CSV is universal but inefficient: it's plain text, every value is a string, and large files are slow to scan. Apache Parquet stores the same data column-by-column, compressed and strongly typed — typically a fraction of the size and far faster for analytics. This page converts a CSV into Parquet in your browser, with nothing uploaded.
Why convert CSV to Parquet?
- Much smaller files. Columnar storage plus compression often shrinks a CSV by 5× or more.
- Faster queries. Tools like Spark, pandas, and Polars read Parquet far quicker, and can skip columns they don't need.
- Real types. Numbers stay numbers and dates stay dates — no re-parsing strings every time you load the file.

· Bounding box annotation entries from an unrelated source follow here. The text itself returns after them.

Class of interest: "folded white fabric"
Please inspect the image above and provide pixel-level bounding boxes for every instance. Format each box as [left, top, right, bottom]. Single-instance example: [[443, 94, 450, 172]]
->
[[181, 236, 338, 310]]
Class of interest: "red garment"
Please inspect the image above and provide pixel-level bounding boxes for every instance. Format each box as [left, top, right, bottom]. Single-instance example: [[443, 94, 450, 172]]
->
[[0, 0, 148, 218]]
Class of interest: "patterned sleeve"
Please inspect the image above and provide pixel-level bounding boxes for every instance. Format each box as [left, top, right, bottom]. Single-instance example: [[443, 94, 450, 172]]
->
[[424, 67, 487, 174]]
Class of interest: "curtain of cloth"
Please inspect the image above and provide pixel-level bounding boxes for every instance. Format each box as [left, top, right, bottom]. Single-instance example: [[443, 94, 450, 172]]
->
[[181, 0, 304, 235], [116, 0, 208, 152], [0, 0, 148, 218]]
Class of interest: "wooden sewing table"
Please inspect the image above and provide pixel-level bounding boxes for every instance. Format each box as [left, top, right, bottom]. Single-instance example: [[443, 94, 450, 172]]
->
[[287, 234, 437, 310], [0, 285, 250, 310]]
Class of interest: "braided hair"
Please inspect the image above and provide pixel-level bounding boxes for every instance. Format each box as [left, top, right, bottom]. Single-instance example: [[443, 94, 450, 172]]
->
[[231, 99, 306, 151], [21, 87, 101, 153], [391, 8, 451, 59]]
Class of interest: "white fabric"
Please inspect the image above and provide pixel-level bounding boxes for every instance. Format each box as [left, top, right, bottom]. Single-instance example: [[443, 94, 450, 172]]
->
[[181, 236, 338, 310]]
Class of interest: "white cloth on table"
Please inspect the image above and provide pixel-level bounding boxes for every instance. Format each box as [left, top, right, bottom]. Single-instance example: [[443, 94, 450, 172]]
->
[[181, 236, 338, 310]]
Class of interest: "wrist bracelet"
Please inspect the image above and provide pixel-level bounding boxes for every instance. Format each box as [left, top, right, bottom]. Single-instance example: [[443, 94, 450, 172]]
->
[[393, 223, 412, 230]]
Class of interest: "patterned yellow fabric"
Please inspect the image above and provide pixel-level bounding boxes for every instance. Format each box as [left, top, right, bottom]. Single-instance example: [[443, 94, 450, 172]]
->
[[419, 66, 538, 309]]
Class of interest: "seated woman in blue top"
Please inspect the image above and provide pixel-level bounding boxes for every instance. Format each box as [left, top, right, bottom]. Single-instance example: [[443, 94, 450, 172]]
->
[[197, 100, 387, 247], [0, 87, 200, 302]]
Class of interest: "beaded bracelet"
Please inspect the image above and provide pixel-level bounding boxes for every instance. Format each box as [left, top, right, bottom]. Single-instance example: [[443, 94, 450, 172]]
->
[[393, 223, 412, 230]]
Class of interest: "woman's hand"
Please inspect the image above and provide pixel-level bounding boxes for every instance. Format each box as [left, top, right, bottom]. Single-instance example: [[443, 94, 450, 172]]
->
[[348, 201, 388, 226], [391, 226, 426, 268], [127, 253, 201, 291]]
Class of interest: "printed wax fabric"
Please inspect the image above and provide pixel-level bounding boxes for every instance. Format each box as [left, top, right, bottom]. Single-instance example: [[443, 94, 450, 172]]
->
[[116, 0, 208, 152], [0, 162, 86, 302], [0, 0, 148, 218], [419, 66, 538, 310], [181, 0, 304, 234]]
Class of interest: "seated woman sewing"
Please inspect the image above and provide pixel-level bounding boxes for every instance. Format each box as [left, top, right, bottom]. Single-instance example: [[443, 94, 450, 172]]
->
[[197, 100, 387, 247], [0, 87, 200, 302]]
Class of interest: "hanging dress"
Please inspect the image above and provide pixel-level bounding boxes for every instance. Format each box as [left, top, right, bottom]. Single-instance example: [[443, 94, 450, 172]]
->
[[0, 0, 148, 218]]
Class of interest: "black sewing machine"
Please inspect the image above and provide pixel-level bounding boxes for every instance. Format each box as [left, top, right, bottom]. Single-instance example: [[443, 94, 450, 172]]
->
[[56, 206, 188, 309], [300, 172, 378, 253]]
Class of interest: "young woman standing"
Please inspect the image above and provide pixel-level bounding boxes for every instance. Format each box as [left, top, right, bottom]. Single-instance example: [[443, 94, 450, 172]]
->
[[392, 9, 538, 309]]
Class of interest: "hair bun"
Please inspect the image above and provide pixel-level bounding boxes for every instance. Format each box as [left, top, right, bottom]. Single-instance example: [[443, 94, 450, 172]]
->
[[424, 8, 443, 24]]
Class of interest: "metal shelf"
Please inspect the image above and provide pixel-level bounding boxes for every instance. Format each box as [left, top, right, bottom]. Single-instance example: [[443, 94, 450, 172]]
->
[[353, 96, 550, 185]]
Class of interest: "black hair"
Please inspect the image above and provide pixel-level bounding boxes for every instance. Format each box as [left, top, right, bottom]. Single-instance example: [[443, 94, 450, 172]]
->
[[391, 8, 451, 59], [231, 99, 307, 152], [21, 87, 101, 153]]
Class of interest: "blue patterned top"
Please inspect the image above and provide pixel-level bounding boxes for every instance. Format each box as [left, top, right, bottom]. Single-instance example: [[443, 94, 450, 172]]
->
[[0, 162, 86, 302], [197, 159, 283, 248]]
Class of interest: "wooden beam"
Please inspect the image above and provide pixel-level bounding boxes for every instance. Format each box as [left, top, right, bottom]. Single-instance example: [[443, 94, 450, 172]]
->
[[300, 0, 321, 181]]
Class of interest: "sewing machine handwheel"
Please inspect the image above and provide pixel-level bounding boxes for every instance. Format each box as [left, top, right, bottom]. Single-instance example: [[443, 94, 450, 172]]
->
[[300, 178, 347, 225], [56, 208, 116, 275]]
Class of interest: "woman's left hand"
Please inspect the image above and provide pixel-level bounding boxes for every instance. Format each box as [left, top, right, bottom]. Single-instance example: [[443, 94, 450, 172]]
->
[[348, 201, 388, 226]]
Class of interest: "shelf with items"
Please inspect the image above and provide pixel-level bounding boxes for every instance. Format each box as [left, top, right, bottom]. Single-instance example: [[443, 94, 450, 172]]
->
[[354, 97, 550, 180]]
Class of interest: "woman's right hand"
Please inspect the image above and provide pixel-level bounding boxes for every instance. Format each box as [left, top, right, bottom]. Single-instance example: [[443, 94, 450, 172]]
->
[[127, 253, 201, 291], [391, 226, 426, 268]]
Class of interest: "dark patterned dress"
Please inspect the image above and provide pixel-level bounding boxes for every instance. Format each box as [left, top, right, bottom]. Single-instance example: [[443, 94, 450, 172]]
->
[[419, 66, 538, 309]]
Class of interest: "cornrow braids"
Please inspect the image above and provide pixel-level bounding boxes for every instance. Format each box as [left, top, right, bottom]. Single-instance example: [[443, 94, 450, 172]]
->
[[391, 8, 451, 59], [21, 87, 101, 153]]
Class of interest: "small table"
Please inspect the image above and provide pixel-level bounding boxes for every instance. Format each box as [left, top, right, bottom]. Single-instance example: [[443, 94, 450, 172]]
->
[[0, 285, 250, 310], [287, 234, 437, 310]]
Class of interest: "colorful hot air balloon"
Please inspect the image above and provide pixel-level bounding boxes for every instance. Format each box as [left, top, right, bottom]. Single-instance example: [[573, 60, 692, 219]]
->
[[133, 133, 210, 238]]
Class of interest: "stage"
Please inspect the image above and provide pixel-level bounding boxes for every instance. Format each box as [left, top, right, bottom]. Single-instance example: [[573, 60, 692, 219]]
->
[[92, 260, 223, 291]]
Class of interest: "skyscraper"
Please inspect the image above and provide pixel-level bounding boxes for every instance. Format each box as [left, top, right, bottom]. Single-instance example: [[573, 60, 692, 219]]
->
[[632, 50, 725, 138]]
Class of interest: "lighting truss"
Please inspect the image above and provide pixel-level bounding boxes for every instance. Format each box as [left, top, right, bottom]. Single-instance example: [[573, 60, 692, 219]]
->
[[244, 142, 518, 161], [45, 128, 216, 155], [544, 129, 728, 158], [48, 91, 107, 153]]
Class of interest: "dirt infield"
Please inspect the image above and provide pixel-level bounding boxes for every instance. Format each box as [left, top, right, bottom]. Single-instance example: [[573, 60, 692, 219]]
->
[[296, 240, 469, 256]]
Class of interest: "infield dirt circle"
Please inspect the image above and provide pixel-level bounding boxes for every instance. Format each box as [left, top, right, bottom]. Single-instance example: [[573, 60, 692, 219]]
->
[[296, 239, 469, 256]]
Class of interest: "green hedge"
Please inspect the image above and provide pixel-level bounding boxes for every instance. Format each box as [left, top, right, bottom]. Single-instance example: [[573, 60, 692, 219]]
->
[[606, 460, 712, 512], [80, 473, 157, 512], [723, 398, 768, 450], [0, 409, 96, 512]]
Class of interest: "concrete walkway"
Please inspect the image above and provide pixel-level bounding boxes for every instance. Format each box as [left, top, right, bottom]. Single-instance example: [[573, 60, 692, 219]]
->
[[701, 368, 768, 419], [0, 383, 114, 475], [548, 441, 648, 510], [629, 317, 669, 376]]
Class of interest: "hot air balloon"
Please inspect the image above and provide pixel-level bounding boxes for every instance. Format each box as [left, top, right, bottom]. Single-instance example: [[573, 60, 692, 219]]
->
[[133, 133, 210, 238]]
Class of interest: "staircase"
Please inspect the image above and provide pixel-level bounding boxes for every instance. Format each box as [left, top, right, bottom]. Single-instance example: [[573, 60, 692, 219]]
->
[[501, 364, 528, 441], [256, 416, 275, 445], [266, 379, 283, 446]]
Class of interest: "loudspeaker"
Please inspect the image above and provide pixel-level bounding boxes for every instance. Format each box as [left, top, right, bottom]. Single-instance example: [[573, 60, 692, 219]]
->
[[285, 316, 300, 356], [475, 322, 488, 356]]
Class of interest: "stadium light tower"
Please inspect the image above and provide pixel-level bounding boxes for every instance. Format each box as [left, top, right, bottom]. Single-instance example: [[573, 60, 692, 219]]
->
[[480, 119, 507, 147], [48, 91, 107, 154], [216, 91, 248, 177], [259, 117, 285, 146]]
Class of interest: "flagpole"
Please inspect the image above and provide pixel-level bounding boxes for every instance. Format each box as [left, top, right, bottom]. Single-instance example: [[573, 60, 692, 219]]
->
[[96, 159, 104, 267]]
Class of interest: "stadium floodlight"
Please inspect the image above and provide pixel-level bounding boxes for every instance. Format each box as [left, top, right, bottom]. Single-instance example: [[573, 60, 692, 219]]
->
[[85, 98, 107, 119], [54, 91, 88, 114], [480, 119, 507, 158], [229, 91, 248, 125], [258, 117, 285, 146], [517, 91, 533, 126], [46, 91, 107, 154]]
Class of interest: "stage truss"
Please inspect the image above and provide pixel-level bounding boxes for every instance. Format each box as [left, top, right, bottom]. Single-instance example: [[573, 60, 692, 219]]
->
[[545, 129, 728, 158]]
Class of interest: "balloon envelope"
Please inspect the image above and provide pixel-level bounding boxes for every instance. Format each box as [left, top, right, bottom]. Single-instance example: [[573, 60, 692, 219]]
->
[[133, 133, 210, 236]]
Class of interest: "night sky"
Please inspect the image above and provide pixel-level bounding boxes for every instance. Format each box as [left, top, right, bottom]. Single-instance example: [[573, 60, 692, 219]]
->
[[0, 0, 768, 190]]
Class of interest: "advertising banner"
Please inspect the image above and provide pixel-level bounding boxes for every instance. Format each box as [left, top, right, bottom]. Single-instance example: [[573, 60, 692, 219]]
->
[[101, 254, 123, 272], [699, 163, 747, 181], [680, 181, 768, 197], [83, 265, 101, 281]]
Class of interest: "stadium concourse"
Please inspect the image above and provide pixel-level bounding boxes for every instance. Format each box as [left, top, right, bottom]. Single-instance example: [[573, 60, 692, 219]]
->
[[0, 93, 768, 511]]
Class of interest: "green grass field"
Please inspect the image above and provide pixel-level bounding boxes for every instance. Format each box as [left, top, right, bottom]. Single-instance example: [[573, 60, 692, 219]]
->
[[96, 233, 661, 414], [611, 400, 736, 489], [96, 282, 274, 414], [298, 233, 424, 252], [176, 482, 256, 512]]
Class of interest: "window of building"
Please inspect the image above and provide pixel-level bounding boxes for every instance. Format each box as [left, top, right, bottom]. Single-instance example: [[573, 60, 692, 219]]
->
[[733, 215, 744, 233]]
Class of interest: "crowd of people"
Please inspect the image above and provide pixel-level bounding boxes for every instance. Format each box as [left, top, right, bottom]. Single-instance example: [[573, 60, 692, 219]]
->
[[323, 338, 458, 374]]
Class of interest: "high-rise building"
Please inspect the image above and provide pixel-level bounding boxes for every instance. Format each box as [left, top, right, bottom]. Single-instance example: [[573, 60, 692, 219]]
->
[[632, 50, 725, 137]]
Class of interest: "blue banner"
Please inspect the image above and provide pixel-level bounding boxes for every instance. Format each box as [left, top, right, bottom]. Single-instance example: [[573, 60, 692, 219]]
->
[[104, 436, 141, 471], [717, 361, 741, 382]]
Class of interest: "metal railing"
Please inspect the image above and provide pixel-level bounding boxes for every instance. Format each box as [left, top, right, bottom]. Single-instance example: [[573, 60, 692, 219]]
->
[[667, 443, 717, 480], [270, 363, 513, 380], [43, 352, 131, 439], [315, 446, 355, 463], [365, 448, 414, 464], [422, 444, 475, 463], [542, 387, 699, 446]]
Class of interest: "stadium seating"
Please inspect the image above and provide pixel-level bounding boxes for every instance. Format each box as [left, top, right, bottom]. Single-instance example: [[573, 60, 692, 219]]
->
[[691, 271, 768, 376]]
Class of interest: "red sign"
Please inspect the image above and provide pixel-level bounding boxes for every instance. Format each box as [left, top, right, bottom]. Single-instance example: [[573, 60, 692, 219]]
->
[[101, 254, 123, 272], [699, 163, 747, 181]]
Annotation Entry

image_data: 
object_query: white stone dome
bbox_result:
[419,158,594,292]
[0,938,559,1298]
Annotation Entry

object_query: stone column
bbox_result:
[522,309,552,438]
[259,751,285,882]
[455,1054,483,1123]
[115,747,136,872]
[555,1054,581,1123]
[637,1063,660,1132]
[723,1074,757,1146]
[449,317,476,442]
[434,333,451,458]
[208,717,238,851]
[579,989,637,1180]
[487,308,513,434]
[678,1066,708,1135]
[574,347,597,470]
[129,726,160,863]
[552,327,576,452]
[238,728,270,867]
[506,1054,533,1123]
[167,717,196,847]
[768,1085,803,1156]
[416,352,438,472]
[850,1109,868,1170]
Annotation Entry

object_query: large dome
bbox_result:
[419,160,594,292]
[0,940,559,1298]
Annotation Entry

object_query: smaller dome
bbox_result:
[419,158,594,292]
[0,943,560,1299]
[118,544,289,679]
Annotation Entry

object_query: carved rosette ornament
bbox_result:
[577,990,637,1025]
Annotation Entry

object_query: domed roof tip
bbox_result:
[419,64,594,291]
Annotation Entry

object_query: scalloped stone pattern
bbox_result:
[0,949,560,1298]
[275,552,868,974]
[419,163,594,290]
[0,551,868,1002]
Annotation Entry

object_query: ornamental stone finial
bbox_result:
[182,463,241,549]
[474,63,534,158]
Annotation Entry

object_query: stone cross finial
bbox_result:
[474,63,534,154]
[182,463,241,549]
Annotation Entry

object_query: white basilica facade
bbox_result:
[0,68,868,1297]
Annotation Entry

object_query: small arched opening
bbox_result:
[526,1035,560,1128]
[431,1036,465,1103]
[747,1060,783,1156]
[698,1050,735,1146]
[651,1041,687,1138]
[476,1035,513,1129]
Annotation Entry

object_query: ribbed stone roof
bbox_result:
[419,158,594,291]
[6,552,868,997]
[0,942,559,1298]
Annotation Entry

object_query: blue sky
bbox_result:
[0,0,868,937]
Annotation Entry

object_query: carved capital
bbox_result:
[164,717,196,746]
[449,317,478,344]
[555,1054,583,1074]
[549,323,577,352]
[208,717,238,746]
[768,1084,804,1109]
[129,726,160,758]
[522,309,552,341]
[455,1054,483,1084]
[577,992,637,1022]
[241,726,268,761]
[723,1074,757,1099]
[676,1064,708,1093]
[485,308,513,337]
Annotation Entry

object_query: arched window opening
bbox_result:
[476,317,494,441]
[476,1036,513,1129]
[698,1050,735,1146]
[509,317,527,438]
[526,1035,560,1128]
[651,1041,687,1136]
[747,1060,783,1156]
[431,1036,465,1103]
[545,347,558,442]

- A better archive format for data you'll query again later.
Types are detected automatically
When the CSV loads, the engine samples it to infer each column's type — integers, decimals, booleans, dates, and timestamps — so the resulting Parquet is properly typed rather than all-text. You can review the inferred schema in the column headers before exporting, and use SQL to cast or clean a column if you want to override the guess.
The Parquet file is written out compressed and columnar, with the schema baked in, so it's ready for analytics tools straight away.
Private by design. Your file is read and converted locally — in your browser on the web, or on-device in the macOS app. The contents are never uploaded to us or to any third party. Read our privacy policy.
How large a file can I convert? The free web viewer exports up to 1,000 rows — plenty to try it out or convert small files. Pro raises that to 100,000 rows in the browser, and the macOS app exports files of any size, from a few rows to hundreds of millions, with the same local-only privacy.